The next significant step forward was taken by none other than inventor and business magnate, Henry Ford. In September 1926, the man who revolutionized manufacturing with the movable assembly line took his factories from seven-day workweeks down to five days and shortened the working day to eight hours.
A dozen years later, the U.S. Congress passed the Fair Labor Standards Act of 1938, introducing a minimum wage of 40 cents per hour and “time-and-a-half” overtime pay when people worked more than 40 hours in one week.
What’s the connection? For more than 80 years, American workers have considered five eight-hour days as the equitable division of work and play, of home and office. But for the last 40 of those years, technology has been steadily whittling away at that balance. Through a constant barrage of email, text messages and phone calls that can’t be ignored or silenced, salaried professionals often bear an unspoken demand that they be on duty at a moment’s notice. No individual or group of workers is being singled out – we’re all doing it and we’re all getting it done to us.
But remote work technology has further blurred those lines. In the olden days, the office phone wasn’t in your pocket or purse; interoffice correspondence didn’t land in your hand while you were at the movies or asleep in bed.

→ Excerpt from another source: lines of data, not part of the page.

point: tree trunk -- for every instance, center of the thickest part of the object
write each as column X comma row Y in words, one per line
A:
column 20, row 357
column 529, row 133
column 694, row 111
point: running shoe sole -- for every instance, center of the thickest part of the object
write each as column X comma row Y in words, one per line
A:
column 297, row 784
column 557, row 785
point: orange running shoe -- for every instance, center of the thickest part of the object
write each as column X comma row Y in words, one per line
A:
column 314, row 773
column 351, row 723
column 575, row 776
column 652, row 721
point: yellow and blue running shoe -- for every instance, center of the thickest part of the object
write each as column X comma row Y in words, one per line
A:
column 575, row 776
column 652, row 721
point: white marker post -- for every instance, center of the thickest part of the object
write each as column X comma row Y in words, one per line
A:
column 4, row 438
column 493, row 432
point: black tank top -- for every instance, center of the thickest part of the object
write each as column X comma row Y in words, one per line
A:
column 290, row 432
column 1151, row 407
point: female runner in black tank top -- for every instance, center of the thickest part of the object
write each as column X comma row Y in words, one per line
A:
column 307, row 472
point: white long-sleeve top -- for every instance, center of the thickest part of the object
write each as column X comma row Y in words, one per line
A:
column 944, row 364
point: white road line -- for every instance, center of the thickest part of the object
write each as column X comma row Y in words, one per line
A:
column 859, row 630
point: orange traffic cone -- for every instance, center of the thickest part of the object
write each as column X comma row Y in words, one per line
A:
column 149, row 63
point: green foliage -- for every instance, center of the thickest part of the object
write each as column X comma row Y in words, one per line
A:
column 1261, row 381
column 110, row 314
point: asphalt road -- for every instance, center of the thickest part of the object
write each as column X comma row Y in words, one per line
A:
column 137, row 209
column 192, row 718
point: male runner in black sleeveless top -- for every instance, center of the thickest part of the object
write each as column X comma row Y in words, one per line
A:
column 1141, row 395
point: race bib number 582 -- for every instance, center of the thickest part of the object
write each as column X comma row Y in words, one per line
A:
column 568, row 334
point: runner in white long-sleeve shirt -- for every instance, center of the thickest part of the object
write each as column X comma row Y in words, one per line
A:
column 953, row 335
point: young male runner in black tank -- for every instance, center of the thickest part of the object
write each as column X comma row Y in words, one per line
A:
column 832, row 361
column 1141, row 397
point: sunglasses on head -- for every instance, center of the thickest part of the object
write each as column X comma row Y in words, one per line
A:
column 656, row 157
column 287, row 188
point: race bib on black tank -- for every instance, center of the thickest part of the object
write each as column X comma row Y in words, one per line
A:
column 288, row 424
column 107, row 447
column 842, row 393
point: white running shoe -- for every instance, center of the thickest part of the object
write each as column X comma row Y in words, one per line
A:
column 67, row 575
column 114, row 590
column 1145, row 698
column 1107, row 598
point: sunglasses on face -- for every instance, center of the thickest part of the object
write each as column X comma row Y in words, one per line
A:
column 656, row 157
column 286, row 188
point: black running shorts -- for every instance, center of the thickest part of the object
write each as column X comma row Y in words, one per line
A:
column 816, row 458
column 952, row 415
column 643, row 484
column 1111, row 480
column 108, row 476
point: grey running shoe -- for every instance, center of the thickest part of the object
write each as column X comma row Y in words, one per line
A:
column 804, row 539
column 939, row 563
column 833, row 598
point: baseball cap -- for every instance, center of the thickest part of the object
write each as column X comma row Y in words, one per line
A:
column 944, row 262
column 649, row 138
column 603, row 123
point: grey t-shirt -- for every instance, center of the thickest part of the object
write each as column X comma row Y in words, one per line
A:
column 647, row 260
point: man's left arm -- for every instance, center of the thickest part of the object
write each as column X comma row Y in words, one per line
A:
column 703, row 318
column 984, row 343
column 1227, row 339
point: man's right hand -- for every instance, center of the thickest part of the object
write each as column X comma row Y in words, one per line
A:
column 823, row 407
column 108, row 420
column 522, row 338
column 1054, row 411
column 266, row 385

Sure, a handsome paycheck may be attached to the deal, but so is the presumption of casual availability around the clock.
Millennials are now pushing back hard against these traditional paradigms, being aided and abetted by new post-COVID realities. If, as an employer, you are looking for associates who will go above and beyond, then you better come to the party ready to go below and within.
The 40-hour week is likely to survive, but with fewer, longer days. Sure, salaried professionals will always face those days where they need to burn the nine o’clock oil – that will always be on the table – but four 10-hour days with a three-dayweekend every week is a very viable option for the new standard. Another possibility is nine nine-hour days over two weeks, with alternating two- and three-day weekends. These variations seem like reasonable compromises for the modern mental fatigue that comes from having to wear an electronic leash every business day.
Time to come to grips: things are different and likely to remain so; both the genie and the toothpaste are out of their respective bottle and tube. Our industry will certainly rise to the challenge, but the way we used to back in the olden days of the twenty-first century.